Nelle Università di Parma e Torino potrà riprendere la sperimentazione sui macachi. Questa la decisione del Consiglio di Stato in merito allo studio Light-Up, dopo una battaglia legale durata circa un anno e mezzo. Esultano gli scienziati, mentre gli animalisti della LAV (Lega Anti Vivisezione) commentano: “Non ci fermeremo qui; abbiamo contribuito ad accendere i riflettori su quanto avviene dietro le porte chiuse dei laboratori, e noi faremo in modo che restino accesi“.
Light-Up
Lightup – Turning the cortically blind brain to see, questo il nome completo dello studio, finanziato dal Consiglio Europeo della Ricerca, al centro della vicenda giudiziaria. Il fine del progetto scientifico è quello di indagare il blindsight, un disturbo neuropsicologico che avviene quando il soggetto perde la vista cosciente ma mantiene la capacità inconscia di vedere. “Quando la mappa che il cervello crea della scena davanti ai nostri occhi è danneggiata, a causa di una lesione cerebrale, alcune funzioni rimangono sorprendentemente intatte. – spiega Marco Tamietto, responsabile scientifico del progetto Light-Up, in un’intervista rilasciata a Open nel 2019 – Siamo in grado di afferrare oggetti, evitare ostacoli, riconoscere espressioni facciali, discriminare il movimento. Tutto questo senza esserne consapevoli“.
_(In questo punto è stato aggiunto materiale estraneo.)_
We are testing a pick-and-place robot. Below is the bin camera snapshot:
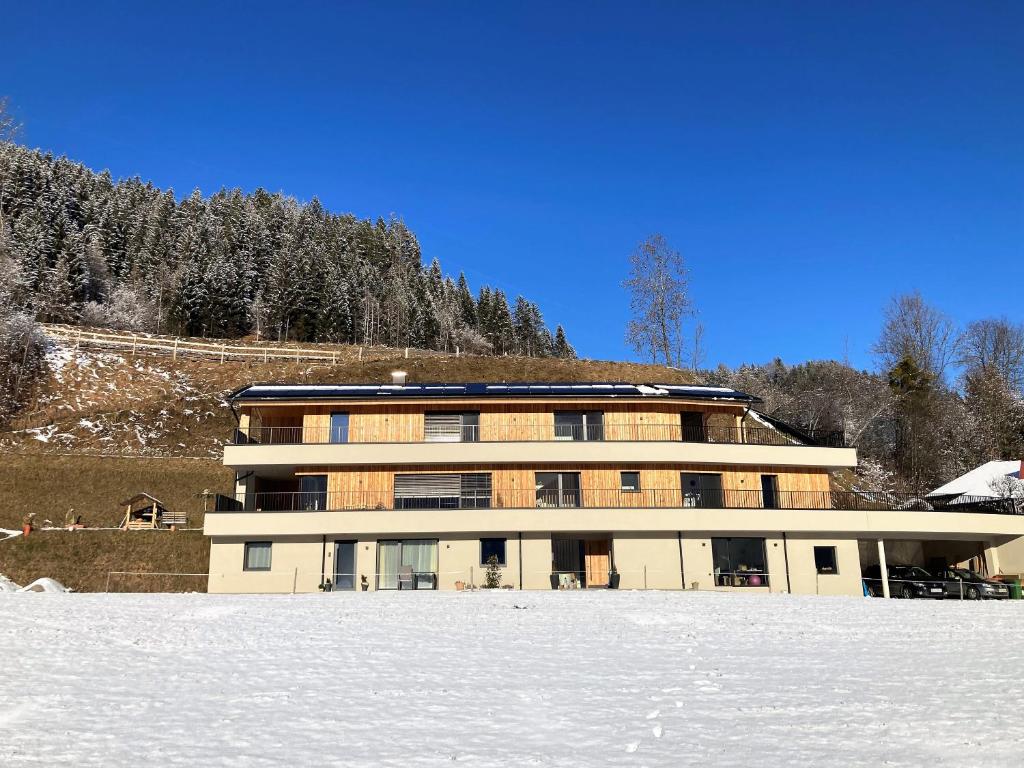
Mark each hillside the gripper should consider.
[0,329,691,590]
Gli esperimenti per approfondire questo fenomeno verranno condotti su 6 macachi che, sottolinea Tamietto, “non verranno resi ciechi. A pazienti con una lesione simile o più estesa di quella praticata sugli animali, non verrebbe neppure ritirata la patente di guida”.
L’obiettivo dello studio è quindi quello di combattere alcune forme di cecità nell’uomo.
Lo stop alla sperimentazione
La LAV però non ci sta, è intervenuta raccogliendo quasi 450.000 firme e presentando ricorso al TAR per fermare le sperimentazioni. La vicenda si è però conclusa per loro in un nulla di fatto: gli esperimenti ripartiranno dopo 18 mesi di sospensione. Il Consiglio di Stato ha appurato in questo periodo la conformità del progetto alle norme di legge e ha quindi dato il via libera. La sperimentazione sui primati è peraltro una pratica comune in campo medico.
“Oggi non ha perso solo la LAV, e gli oltre 440’000 cittadini che hanno aderito alle nostre richieste, – ha commentato Michela Kuan, biologa responsabile LAV Ricerca Senza Animali – ha perso tutta la ricerca, ha perso l’Italia dove si continua a voler difendere una sperimentazione fuorviante, dispendiosa e ancorata al passato, a discapito del diritto e della vita di tutti e dei metodi innovativi di ricerca”.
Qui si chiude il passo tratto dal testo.